Behind the Stock: Why Zee’s filmy umeedein get no takers on D-Street

Behind the Stock: Why Zee’s filmy umeedein get no takers on D-Street

Zee Entertainment Enterprises is facing a backlash from investors, and this time, it has nothing to do with the company’s corporate governance issues or promoter’s excessive share pledges for investment in failed infrastructure projects.

It’s about movies and a little known startup.

Zee Entertainment’s success during the time of its erstwhile founder-chairman Subhash Chandra was centred around the company’s television business – a generator of steady stream of subscription and advertisement revenues.

During the quarter gone by, both the subscription and advertisement sales showed sharper-than-expected revenues as the re-opening of the economy helped business prospects.

Yet, for some time now, the company has stated that its future lies in a different path.

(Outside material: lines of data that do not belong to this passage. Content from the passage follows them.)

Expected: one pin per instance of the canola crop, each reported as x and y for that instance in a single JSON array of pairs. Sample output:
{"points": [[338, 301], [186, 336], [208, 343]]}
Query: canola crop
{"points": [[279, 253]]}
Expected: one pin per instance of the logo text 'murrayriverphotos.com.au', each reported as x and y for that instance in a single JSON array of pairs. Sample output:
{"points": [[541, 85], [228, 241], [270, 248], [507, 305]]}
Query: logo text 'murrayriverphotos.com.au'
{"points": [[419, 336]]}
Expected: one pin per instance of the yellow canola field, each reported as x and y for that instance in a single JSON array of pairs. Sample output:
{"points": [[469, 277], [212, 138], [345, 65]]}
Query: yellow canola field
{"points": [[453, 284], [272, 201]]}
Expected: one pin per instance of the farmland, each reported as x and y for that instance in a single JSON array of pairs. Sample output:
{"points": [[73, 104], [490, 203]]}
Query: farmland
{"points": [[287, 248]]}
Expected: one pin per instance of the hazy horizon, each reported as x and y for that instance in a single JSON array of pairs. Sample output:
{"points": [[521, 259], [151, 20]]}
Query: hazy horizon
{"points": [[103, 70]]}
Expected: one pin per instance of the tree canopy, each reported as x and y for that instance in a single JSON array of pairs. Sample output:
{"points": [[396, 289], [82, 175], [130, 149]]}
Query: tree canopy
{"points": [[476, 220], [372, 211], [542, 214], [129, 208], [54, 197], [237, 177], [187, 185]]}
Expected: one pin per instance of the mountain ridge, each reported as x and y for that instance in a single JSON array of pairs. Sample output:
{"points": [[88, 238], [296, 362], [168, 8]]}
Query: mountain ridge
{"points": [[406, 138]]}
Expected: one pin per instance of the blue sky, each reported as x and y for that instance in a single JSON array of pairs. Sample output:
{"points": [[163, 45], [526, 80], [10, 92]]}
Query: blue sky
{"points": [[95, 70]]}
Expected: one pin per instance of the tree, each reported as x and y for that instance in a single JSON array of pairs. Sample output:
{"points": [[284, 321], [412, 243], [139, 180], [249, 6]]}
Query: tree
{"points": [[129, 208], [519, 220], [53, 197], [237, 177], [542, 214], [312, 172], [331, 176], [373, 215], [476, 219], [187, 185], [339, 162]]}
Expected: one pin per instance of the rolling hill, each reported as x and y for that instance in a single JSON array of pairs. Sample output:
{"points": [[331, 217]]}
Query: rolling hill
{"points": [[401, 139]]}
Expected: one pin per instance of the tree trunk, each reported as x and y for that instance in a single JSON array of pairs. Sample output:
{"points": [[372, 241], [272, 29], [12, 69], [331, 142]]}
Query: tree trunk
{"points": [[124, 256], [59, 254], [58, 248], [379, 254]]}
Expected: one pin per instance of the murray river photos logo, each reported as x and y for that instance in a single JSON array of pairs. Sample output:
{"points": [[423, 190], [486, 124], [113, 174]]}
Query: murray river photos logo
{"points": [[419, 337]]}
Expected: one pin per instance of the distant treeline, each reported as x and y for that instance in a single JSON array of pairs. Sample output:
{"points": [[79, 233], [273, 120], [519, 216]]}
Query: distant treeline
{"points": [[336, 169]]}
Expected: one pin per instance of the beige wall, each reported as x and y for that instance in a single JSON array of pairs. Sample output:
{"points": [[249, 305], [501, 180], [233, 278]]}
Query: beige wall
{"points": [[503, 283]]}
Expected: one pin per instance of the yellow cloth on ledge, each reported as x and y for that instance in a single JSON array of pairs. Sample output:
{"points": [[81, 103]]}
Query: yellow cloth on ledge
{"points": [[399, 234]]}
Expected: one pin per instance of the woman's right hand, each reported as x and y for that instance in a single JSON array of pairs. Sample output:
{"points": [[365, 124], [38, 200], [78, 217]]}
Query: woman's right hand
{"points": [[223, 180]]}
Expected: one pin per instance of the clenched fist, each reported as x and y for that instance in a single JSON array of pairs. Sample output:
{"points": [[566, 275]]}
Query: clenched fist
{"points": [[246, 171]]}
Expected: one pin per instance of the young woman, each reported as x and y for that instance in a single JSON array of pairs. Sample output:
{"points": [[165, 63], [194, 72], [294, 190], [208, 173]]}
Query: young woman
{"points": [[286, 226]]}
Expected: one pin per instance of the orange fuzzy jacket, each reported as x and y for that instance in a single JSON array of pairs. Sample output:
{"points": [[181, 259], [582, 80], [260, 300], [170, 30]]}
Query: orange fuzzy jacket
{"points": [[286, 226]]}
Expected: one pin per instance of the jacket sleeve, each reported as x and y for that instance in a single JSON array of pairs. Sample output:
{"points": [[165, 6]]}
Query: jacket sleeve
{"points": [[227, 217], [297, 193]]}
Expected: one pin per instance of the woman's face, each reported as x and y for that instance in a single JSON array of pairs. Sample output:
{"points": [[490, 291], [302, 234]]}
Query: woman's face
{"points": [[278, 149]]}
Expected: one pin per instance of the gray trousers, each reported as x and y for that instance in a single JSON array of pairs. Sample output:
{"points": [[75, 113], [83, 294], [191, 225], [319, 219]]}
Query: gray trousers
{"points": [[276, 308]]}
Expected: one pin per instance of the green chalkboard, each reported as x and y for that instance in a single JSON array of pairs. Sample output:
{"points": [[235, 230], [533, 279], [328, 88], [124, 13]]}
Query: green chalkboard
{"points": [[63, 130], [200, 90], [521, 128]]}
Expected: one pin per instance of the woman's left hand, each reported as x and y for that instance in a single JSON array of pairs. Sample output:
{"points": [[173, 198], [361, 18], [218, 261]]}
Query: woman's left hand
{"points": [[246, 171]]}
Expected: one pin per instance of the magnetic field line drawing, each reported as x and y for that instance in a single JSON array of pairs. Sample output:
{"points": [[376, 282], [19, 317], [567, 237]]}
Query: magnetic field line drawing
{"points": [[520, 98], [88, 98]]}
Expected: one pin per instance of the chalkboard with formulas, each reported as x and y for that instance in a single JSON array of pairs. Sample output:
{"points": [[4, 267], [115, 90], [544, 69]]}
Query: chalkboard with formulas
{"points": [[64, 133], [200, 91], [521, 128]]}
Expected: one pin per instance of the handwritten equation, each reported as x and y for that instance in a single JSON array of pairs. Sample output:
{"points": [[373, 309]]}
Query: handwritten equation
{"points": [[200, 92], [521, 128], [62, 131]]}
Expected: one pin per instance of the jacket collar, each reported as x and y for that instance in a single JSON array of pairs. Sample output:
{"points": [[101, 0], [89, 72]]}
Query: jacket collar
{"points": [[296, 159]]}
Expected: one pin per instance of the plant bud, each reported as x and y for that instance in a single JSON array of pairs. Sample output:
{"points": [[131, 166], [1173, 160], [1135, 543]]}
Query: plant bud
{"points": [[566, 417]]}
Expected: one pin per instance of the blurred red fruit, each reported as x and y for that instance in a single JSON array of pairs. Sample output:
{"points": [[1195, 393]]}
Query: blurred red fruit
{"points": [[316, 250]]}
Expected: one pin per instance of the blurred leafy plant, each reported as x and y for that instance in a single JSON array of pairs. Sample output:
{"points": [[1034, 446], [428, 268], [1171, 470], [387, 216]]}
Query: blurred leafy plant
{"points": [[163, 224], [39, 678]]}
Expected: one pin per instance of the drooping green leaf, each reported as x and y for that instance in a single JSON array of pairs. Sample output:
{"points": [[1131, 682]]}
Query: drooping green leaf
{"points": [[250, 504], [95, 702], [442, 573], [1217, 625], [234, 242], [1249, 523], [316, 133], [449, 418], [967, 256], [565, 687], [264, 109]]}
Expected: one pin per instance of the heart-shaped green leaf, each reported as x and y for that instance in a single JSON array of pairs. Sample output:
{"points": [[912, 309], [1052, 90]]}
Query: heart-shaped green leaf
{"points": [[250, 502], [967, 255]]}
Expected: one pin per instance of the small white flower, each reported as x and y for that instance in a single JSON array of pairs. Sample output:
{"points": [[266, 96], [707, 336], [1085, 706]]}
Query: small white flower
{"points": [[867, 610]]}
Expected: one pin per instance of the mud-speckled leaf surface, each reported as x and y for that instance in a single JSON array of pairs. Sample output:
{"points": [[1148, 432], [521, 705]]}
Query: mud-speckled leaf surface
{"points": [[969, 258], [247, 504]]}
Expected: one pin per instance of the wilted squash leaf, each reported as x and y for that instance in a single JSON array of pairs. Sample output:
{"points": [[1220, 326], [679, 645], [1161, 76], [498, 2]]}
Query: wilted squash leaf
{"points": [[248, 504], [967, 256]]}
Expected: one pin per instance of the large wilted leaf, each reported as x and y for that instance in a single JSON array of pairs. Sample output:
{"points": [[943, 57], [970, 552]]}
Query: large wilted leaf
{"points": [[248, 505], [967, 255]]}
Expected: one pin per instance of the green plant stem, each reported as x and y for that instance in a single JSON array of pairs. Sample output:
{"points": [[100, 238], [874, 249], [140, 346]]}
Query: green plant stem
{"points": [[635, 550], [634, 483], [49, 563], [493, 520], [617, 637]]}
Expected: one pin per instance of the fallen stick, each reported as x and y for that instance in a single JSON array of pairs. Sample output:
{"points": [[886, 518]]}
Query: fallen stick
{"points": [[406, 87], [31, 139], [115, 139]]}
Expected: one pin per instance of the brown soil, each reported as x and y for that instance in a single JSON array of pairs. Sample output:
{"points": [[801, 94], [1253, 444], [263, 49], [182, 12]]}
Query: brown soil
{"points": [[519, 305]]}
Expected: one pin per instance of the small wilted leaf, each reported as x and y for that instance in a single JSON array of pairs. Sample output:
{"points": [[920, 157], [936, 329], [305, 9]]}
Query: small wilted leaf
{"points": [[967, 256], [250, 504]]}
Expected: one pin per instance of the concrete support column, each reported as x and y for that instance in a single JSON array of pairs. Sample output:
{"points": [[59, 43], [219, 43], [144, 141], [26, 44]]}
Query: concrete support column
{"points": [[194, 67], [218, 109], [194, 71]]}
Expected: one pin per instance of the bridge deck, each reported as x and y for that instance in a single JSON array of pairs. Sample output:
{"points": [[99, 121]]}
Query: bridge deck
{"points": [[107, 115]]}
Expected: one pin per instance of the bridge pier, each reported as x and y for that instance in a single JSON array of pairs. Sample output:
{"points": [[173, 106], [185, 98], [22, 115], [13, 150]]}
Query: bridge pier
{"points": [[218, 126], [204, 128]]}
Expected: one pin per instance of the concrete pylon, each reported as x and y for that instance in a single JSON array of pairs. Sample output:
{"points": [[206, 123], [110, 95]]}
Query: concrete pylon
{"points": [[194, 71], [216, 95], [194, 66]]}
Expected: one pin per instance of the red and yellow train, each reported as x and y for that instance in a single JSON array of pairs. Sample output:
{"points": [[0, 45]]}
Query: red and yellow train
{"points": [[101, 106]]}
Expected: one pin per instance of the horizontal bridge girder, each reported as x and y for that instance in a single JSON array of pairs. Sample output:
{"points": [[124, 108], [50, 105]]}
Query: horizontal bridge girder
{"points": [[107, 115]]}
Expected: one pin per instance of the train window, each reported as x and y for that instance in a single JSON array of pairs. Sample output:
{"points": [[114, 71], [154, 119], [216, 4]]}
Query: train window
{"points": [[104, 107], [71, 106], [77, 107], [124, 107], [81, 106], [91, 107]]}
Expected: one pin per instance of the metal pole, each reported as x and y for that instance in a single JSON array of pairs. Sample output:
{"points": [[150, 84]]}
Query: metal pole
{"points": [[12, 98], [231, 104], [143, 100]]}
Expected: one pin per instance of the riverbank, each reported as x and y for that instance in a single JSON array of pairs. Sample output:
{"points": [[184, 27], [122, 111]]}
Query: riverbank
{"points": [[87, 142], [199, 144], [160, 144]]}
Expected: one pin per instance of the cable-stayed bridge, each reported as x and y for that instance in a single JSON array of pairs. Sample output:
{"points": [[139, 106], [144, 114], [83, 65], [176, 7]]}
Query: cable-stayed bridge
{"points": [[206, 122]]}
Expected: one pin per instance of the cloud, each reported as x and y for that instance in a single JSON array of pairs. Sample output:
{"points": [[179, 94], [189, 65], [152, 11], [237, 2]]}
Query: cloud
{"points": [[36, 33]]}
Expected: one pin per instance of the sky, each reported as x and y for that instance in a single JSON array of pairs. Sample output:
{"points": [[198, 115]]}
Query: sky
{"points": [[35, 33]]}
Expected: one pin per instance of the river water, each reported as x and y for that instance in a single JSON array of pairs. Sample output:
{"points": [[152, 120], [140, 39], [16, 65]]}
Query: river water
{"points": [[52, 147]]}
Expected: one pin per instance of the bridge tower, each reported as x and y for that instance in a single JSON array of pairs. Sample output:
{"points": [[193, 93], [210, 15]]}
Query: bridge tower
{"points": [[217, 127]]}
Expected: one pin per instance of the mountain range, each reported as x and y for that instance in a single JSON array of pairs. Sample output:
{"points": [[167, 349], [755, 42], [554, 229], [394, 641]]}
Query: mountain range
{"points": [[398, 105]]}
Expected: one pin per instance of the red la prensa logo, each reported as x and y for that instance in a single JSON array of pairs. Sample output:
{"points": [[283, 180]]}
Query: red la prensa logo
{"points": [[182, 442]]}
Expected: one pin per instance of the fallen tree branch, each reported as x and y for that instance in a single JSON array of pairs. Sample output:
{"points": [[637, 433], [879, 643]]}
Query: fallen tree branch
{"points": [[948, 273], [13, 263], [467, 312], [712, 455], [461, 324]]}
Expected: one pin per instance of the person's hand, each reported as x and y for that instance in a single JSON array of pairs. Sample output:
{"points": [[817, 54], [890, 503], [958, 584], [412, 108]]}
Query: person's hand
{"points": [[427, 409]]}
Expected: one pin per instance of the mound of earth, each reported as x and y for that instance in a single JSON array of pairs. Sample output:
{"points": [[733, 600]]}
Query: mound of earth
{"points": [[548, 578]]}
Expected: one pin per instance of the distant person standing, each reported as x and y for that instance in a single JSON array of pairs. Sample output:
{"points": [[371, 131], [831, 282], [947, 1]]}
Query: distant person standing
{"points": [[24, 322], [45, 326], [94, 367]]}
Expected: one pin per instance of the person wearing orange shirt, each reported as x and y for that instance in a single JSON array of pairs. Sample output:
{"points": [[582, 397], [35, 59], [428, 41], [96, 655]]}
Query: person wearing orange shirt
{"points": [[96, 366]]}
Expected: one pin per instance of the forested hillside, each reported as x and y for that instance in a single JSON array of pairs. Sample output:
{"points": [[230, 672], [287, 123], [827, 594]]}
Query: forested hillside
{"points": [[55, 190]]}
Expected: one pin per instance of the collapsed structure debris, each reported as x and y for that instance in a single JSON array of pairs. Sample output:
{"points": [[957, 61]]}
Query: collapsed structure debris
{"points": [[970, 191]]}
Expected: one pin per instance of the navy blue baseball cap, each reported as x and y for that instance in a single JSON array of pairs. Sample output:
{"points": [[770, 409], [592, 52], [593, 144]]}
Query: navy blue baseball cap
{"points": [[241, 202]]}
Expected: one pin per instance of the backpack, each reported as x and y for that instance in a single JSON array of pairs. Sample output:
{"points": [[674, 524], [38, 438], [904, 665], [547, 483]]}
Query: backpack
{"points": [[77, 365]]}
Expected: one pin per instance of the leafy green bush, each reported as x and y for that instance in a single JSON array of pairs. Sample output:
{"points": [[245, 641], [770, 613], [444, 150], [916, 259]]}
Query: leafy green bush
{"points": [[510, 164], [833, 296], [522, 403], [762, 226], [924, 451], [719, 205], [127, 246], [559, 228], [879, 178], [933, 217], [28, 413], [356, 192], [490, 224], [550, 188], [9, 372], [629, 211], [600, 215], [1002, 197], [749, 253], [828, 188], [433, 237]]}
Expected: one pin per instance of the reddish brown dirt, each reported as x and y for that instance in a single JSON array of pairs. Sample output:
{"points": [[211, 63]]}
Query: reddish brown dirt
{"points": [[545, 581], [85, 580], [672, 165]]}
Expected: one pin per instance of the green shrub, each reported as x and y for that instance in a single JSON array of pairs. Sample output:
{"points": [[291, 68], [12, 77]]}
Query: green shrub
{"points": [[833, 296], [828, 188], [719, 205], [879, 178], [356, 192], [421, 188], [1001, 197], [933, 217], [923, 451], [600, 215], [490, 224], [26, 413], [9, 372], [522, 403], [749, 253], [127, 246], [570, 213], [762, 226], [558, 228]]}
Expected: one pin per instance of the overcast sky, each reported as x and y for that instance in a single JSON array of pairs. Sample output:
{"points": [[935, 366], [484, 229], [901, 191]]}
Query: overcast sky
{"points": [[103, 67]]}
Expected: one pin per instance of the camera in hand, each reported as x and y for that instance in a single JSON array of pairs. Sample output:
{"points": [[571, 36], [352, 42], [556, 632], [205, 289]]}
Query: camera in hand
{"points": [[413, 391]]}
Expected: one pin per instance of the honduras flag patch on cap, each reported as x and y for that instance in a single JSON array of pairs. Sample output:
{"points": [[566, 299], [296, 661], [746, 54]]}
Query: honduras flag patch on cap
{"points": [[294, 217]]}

Zee’s biggest bet towards becoming a company of the 21st century is its over-the-top platform ZEE5, which has continued to bleed cash as it struggles to cope with user conversion at a rate that peers at Netflix, Hotstar and Amazon’s Prime Video have done so far.

Zee believes the lack of conversion is a function of low original content on its OTT platform. The company also recently launched ‘Zee Plex’, an online pay-per-view platform during the lockdown months, to capitalise on the trend of simultaneous movie releases on OTT and theatres.

“We have to course-correct as we go along. Our original content and movies are the USP and the key drivers for the subscription income for the platform,” Chief Executive Officer Punit Goenka had said in a November conference call.

The company has set itself ambitious targets. It plans to rapidly increase its investment in film production next year and release 35-40 movies instead of 8-10 currently. The company’s investment in content will hit a decade high in 2021-22, analysts’ projections showed.

The strategy, though, is unable to make fans out of investors and analysts. The stock fell 14 per cent after its Q3 numbers and the management call and nearly 4 per cent during the week gone by. Why?

The movie production business is volatile and at the same time, it generates low margin, much lower than what the television business does. It is like taking risks attached to investing in a Bitcoin, but expecting returns of only a fixed deposit.

Zee Entertainment’s capital investment in the movie business is being seen as misallocation of capital. Investors believe that the company could be better off in further growing its subscription business instead of going for the glamour of the movie production operations.

Adding to this problem is the company’s large investment in the online on-demand video startup Sugar Box. Investors are not convinced that it will generate any meaningful returns for the company.

“Yes, movie production does provide content to its network but it is volatile. We are not fans of investment in Sugar Box,” said Avneesh Roy of Edelweiss Securities.

The investments in both the movie business and Sugar Box will crimp the company’s margins as well as return profile. After the tumultuous past two years, investors of the company yearn for predictability in earnings and returns.

Zee Entertainment wants to go all guns blazing into the Wild West that is India’s OTT market. Investors wish it rather not.